What carries the argument
The comparison of endorsement scores on a five-point Likert scale when the same persuasion-annotated messages are presented under neutral versus left- or right-leaning persona prompts.
If this is right
- Endorsement levels differ across individual persuasion techniques and across topics.
- Partisan conditioning produces larger shifts in endorsement for messages already containing persuasion techniques than for neutral messages.
- Agentic LLM deployments in politically sensitive environments carry risks of amplified polarization.
- LLMs become less reliable as simulators of human political cognition once partisan personas are introduced.
Where Pith is reading between the lines
- If persona effects prove stable across prompt styles, then any LLM system that lets users supply political self-descriptions could systematically tilt simulated political interactions toward greater polarization.
- Model choice itself becomes a hidden variable in computational social science experiments that rely on LLMs to stand in for voters or commentators.
- Testing whether real user conversations with LLMs produce similar polarization shifts would directly test whether the observed effect survives outside controlled Likert-scale prompts.
Load-bearing premise
Responses on a five-point Likert scale after persona prompting reliably indicate endorsement behavior that would generalize beyond the specific prompt format and model set used.
What would settle it
A controlled experiment in which the same models, given partisan personas, produce endorsement distributions on persuasion content that are statistically indistinguishable from their neutral-prompt distributions.
Figures
read the original abstract
Large Language Models (LLMs) are increasingly employed as proxies for human behavior in computational social science. However, their tendency to internalize biases from training data raises concerns about their reliability in politically sensitive domains, specifically in regard to their susceptibility to persuasive language. In this work, we examine whether LLMs endorse persuasion-infused messages and whether partisan persona prompting modulates such endorsement. We evaluate six LLMs from different geographic regions on content annotated with persuasion techniques drawn from real-world media sources, measuring the likelihood of endorsement using a five-point Likert scale. The models are prompted as either a neutral social media user or as a user with left- or right-leaning political views. Results show that without political conditioning, LLMs generally do not endorse messages containing persuasion techniques, though model-level differences emerge, and that partisan persona prompting increases polarization of endorsement, particularly for persuasion-infused content. Endorsement further varies by persuasion technique and topic. These findings raise concerns about agentic LLM deployments in politically sensitive environments and complicate their use as reliable simulators of human political cognition.
Editorial analysis
A structured set of objections, weighed in public.
Referee Report
Summary. The paper examines whether six LLMs endorse persuasion-infused messages drawn from real-world media and whether partisan (left/right) persona prompting modulates endorsement relative to neutral prompts. Endorsement is operationalized as responses on a five-point Likert scale. The central claims are that unconditioned models generally do not endorse such messages (with model-level differences), that partisan conditioning increases polarization of endorsement (especially for persuasion-infused content), and that endorsement further varies by technique and topic.
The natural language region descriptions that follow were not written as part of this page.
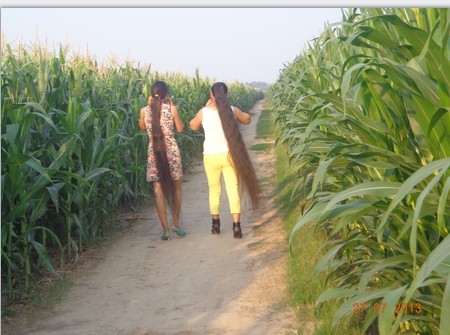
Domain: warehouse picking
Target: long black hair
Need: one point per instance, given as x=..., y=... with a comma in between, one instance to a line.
x=159, y=92
x=236, y=145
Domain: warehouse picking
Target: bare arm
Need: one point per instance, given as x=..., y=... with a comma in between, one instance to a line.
x=141, y=120
x=242, y=117
x=196, y=122
x=179, y=125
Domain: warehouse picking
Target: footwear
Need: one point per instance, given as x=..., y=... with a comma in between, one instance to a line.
x=215, y=229
x=165, y=236
x=237, y=233
x=180, y=232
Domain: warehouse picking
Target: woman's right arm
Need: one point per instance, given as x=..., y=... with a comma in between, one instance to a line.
x=196, y=122
x=141, y=120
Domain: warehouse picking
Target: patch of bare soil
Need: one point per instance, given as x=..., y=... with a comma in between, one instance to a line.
x=201, y=284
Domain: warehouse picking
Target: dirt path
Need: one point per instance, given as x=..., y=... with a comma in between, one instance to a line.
x=202, y=284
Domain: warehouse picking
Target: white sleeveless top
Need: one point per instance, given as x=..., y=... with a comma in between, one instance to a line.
x=215, y=141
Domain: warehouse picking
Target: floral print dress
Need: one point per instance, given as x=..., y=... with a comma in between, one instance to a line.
x=172, y=150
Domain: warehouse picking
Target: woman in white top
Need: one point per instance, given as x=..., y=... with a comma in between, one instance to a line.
x=224, y=153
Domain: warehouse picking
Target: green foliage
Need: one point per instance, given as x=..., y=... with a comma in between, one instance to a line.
x=72, y=151
x=364, y=112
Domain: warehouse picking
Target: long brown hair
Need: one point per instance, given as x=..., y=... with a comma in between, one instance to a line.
x=236, y=145
x=159, y=96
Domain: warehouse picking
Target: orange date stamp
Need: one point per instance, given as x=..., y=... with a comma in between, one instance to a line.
x=381, y=307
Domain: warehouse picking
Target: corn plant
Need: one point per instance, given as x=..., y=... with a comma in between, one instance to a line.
x=72, y=152
x=364, y=111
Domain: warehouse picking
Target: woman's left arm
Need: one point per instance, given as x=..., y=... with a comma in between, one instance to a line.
x=179, y=125
x=242, y=117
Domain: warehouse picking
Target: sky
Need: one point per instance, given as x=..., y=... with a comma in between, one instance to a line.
x=225, y=44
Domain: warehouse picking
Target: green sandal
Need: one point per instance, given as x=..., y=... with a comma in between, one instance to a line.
x=180, y=232
x=165, y=236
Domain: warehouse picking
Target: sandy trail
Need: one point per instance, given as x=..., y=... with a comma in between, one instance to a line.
x=202, y=284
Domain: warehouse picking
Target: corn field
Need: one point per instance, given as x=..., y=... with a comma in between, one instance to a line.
x=364, y=112
x=72, y=151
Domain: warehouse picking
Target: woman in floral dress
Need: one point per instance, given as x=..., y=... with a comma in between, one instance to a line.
x=160, y=118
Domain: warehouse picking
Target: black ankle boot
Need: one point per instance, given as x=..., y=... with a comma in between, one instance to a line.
x=215, y=229
x=237, y=233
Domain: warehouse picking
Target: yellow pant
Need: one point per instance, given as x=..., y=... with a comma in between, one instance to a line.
x=215, y=166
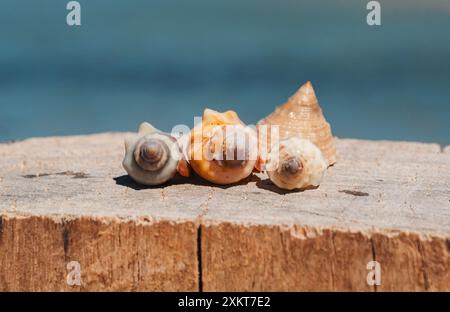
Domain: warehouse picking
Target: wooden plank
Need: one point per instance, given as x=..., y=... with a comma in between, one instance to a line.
x=65, y=199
Significance. If the directional patterns survive rigorous controls and statistical validation, the work would usefully document risks in agentic LLM use within politically sensitive settings and would caution against treating LLMs as off-the-shelf simulators of human political cognition. The study is an empirical measurement exercise with no circular derivations or fitted parameters; its use of real-world annotated content is a concrete strength. Current evidential gaps, however, limit the strength of any conclusions that can be drawn.
major comments (3)
- [Methods] Methods section: The five-point Likert scale after neutral/left/right persona prompting is the sole measure of endorsement, yet the manuscript reports neither sample sizes per condition, temperature settings, number of prompt repetitions, nor any ablations that would distinguish prompt compliance from stable endorsement shifts. This measurement choice is load-bearing for the polarization claim.
- [Results] Results section: Directional statements about increased polarization under partisan conditioning and model/technique/topic variation are presented without statistical tests, effect sizes, or controls for multiple comparisons, so the data cannot be evaluated against the stated claims.
- [Annotation and evaluation] Annotation and evaluation sections: No inter-rater reliability statistics are supplied for the persuasion-technique labels drawn from real-world media, which directly affects the validity of claims that endorsement varies by technique.
minor comments (1)
- [Abstract] Abstract: The phrase 'increases polarization of endorsement' is used without a precise operational definition (e.g., increase in variance, divergence between left/right conditions, or both).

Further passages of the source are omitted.